The threat landscape continues to evolve rapidly and staying ahead of actively exploited vulnerabilities is key to effective cybersecurity defense. On September 28, 2025, the Cybersecurity and Infrastructure Security Agency (CISA) added five high-risk vulnerabilities to its Known Exploited Vulnerabilities (KEV) Catalog, signaling urgent action for IT teams, SOC analysts, and vulnerability managers across sectors.
CVE-2021-21311: Adminer SSRF Vulnerability
Adminer is an open-source database management tool often deployed in web environments. This vulnerability is a server-side request forgery (SSRF) affecting versions from 4.0.0 to 4.7.8, especially those using the bundled adminer.php file. Attackers can exploit this flaw by tricking Adminer into issuing HTTP requests to internal resources. Successful SSRF attacks may allow reading internal files or sensitive data from backend services, posing a risk of data breaches or lateral movement. The issue is mitigated by updating to Adminer 4.7.9 or using single-driver versions.

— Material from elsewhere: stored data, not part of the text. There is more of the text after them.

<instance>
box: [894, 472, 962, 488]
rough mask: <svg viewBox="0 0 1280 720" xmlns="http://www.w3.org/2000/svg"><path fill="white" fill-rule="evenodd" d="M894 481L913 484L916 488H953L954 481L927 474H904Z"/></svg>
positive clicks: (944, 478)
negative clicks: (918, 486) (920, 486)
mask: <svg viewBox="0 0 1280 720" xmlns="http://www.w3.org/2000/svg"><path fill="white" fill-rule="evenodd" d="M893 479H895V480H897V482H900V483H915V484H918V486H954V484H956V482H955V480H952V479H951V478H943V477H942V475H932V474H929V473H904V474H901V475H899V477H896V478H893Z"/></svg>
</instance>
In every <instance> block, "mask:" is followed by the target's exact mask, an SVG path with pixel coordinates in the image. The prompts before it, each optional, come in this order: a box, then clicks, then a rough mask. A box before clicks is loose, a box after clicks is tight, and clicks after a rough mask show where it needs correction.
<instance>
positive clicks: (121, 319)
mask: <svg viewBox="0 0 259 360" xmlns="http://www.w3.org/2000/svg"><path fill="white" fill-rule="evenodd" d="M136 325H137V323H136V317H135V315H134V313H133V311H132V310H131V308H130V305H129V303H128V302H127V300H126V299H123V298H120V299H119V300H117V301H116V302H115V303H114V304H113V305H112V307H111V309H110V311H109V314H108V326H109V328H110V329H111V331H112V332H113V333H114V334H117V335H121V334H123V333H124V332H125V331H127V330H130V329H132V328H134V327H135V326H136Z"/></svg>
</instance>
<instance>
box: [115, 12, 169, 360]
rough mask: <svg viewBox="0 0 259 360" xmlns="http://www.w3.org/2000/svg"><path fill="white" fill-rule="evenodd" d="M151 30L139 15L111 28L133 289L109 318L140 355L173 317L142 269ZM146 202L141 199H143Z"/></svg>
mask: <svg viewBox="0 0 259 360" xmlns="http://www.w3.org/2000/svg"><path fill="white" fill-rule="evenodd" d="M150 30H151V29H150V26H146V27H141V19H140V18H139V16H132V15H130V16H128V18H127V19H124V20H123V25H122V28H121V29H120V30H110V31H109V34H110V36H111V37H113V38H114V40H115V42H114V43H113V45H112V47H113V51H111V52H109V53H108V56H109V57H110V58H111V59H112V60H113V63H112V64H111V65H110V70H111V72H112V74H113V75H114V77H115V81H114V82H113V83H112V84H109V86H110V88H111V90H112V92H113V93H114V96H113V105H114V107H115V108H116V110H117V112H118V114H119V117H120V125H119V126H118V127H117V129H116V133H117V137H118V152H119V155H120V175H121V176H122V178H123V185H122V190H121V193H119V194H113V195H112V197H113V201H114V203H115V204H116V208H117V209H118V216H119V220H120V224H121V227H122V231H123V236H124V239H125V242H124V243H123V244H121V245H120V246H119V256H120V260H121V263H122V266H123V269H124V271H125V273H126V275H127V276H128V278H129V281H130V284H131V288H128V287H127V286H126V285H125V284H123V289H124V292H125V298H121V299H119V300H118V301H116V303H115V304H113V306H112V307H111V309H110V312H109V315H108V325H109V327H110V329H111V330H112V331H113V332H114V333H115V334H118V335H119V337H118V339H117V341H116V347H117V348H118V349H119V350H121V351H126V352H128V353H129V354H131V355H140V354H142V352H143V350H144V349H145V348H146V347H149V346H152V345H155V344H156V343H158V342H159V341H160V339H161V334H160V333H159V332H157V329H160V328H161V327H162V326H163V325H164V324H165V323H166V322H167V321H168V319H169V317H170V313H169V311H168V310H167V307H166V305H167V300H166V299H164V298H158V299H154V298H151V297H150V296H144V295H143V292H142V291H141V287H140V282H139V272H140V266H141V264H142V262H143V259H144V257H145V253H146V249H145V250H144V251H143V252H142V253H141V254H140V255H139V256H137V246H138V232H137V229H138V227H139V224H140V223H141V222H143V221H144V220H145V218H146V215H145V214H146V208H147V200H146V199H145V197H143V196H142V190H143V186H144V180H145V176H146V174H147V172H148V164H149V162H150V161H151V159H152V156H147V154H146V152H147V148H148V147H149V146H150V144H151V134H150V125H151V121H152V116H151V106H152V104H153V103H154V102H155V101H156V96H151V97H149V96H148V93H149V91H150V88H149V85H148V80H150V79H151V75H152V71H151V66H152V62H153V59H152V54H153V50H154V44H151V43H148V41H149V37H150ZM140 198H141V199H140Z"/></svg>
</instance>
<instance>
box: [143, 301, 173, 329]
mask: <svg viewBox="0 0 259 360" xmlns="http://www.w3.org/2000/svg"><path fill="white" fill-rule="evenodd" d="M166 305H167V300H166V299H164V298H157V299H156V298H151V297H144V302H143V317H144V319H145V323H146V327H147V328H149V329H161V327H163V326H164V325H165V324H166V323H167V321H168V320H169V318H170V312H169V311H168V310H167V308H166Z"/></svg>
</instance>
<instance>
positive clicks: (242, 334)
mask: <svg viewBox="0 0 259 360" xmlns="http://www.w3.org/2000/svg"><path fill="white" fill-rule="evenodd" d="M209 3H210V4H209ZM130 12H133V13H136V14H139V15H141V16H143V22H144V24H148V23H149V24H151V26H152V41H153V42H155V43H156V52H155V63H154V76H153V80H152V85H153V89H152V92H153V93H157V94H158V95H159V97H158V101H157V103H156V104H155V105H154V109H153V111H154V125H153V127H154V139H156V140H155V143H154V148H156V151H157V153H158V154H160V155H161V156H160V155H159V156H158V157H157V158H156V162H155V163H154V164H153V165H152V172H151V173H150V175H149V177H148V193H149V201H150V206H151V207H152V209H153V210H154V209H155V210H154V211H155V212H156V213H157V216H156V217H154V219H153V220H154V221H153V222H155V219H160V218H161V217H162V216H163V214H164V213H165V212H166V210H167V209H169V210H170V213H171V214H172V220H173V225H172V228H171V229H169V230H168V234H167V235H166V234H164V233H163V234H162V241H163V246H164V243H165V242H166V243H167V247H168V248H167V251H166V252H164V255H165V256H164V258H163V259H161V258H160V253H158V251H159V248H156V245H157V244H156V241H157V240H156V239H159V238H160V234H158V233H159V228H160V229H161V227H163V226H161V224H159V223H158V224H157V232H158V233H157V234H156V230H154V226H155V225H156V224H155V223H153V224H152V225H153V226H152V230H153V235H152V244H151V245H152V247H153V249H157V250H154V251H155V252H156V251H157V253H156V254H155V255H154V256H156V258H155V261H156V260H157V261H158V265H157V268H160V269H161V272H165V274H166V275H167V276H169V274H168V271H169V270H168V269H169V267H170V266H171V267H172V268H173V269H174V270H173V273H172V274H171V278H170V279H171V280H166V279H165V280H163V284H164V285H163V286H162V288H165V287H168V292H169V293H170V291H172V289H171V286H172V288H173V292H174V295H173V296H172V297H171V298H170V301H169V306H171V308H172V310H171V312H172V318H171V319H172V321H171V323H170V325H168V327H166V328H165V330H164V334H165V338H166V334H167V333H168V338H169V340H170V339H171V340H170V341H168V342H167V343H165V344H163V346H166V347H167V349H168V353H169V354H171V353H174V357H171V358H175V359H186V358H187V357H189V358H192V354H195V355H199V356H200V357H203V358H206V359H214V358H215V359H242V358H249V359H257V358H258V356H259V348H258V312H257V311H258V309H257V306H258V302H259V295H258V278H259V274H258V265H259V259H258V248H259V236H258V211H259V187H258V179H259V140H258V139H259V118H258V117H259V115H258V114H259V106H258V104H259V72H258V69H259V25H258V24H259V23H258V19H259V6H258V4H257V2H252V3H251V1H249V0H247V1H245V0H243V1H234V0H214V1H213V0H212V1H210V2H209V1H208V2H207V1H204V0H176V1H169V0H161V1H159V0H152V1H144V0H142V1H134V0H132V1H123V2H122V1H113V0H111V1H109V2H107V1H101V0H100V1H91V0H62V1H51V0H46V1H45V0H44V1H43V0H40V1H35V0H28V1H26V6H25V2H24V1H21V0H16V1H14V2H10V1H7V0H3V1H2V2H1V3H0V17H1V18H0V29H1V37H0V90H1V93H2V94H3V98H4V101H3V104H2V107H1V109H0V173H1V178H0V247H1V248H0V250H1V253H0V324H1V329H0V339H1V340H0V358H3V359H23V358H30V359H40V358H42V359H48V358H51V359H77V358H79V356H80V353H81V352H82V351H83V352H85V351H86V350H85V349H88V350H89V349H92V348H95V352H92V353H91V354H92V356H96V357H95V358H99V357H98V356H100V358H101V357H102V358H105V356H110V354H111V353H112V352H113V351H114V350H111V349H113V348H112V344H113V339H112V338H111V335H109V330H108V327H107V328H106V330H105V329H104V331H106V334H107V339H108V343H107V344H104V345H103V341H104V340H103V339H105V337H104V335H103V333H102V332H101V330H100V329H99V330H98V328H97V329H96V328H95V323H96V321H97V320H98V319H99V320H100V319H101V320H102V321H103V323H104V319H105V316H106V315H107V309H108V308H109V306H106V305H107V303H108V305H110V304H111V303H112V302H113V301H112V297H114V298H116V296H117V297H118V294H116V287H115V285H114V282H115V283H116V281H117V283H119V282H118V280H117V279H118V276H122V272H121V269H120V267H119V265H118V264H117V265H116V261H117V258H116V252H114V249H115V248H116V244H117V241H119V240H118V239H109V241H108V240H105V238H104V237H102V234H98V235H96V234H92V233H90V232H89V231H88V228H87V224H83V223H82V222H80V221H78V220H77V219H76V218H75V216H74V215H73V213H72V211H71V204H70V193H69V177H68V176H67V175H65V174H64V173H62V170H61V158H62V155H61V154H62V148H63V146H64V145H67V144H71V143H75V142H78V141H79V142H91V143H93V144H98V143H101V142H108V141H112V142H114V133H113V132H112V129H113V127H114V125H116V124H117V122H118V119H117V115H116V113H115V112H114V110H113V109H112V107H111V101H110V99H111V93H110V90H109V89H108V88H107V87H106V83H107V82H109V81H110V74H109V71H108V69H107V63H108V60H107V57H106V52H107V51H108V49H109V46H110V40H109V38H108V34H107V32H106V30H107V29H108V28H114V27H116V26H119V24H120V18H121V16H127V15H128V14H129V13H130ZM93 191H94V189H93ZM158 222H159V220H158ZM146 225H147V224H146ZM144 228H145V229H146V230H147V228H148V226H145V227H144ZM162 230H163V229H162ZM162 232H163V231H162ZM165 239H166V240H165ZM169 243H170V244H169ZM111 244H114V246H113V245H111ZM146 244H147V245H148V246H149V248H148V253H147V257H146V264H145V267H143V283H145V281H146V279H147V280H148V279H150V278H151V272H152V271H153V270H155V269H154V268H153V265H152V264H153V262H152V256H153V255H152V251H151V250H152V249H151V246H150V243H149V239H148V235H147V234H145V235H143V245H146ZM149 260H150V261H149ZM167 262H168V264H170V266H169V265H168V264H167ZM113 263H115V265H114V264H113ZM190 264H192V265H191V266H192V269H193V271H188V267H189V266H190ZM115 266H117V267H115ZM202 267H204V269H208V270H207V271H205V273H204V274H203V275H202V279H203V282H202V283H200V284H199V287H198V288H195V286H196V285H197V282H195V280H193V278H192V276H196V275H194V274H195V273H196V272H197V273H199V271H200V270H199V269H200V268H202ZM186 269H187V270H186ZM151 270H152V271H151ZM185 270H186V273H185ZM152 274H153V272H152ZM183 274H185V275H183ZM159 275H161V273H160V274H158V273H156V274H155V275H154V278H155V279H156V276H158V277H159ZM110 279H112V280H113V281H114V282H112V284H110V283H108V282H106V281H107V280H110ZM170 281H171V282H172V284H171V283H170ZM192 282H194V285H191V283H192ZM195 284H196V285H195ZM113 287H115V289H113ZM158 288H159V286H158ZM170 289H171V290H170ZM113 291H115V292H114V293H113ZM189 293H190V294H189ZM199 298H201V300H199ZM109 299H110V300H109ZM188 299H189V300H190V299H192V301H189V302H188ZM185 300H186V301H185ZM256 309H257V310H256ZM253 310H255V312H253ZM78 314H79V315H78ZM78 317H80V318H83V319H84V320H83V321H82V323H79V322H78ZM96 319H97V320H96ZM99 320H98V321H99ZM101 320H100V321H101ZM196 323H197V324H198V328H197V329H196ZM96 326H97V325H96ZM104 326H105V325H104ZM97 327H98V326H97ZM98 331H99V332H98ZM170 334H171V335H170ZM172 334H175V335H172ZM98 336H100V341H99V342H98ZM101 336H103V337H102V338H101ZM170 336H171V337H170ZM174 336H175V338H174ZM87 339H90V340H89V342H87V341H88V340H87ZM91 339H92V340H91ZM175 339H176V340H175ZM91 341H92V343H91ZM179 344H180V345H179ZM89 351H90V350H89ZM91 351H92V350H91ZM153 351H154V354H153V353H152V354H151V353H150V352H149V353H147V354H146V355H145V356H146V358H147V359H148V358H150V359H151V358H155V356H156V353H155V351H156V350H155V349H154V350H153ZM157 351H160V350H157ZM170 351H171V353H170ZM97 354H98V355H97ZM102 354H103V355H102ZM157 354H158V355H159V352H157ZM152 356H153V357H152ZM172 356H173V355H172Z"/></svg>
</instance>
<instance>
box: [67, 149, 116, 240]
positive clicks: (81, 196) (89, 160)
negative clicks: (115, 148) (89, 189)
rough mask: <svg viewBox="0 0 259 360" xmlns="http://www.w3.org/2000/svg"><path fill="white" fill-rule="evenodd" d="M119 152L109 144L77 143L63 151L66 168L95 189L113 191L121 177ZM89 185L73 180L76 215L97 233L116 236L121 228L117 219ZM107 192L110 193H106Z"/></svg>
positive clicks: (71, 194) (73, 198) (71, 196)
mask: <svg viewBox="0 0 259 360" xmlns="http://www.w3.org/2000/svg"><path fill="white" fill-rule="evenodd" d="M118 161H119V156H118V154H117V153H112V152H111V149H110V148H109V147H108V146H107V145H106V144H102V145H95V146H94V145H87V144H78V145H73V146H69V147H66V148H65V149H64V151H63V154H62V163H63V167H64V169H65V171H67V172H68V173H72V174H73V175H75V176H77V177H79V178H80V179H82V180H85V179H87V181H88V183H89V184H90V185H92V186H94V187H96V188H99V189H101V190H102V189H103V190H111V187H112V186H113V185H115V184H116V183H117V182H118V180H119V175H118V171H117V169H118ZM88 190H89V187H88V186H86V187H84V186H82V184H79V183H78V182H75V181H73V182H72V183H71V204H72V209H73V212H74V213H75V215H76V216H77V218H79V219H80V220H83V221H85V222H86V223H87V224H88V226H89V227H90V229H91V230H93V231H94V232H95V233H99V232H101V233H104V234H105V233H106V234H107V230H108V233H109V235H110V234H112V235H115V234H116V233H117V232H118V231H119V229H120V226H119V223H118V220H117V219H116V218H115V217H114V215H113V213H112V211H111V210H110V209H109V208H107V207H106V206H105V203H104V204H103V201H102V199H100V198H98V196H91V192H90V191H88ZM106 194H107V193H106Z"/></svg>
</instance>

CVE-2025-20352: Cisco IOS/IOS XE Buffer Overflow
This vulnerability is a stack-based buffer overflow in the SNMP subsystem of Cisco IOS and IOS XE. Exploitation involves sending specially crafted SNMP packets over IPv4 or IPv6 to devices with SNMP enabled. Attackers can trigger denial-of-service (DoS), or—if possessing higher privileged SNMP credentials—achieve remote code execution and total compromise of network hardware. Both Meraki and Catalyst switches are impacted. Cisco urges swift patching and recommends restricting SNMP access to trusted sources while monitoring actively for exploitation.
CVE-2025-10035: Fortra GoAnywhere MFT Deserialization
GoAnywhere MFT is a well-known enterprise managed file transfer platform. CVE-2025-10035 is a deserialization vulnerability within its License Response Servlet: attackers can submit a forged license response, leading to deserialization of attacker-controlled Java objects and ultimately remote code execution (RCE). File transfer solutions are high-value targets for ransomware and supply chain attacks; exploitation in the wild is probable if admin consoles are publicly reachable. Urgent patching and access restriction are critical.
CVE-2025-59689: Libraesva ESG Command Injection
Libraesva Email Security Gateway (ESG) suffers from improper input validation when processing compressed email attachments, resulting in command injection. Attackers can send malicious attachments to bypass protection and execute arbitrary OS-level commands, gaining unauthorized access or disrupting email defenses. This vulnerability may serve as a gateway for data exfiltration, lateral movement, or ransomware deployment. Libraesva ESG should be promptly patched and monitored for unexplained attachment processing behaviors.
CVE-2025-32463: Sudo chroot Privilege Escalation
This Linux and Unix vulnerability concerns the sudo command’s –chroot (-R) option. By creating a rogue /etc/nsswitch.conf within a user-specified root directory, local attackers can trick sudo into loading arbitrary shared libraries, escalating privileges to root. The bug affects sudo versions 1.9.14–1.9.17; patching to the latest version is required to prevent local compromise, particularly in multi-user or container-heavy environments[.
Why This Matters—and Guidance for Mitigation
These weaknesses target vital infrastructure across cloud, network, email, and authentication layers. Their inclusion in KEV is based on evidence of active exploitation, meaning adversaries are already leveraging these attack paths to breach organizations.
Recommended Defender Actions:
- Patch or upgrade affected software immediately according to vendor advisories.
- Apply configuration changes or mitigations if immediate patching is unfeasible.
- Restrict network access to sensitive management interfaces.
- Enhance monitoring and alerting for exploitation behaviors, especially targeting these CVEs.
Federal agencies must comply with Binding Operational Directive 22-01 timelines, but private sector organizations and critical infrastructure operators should treat these vulnerabilities with equal urgency.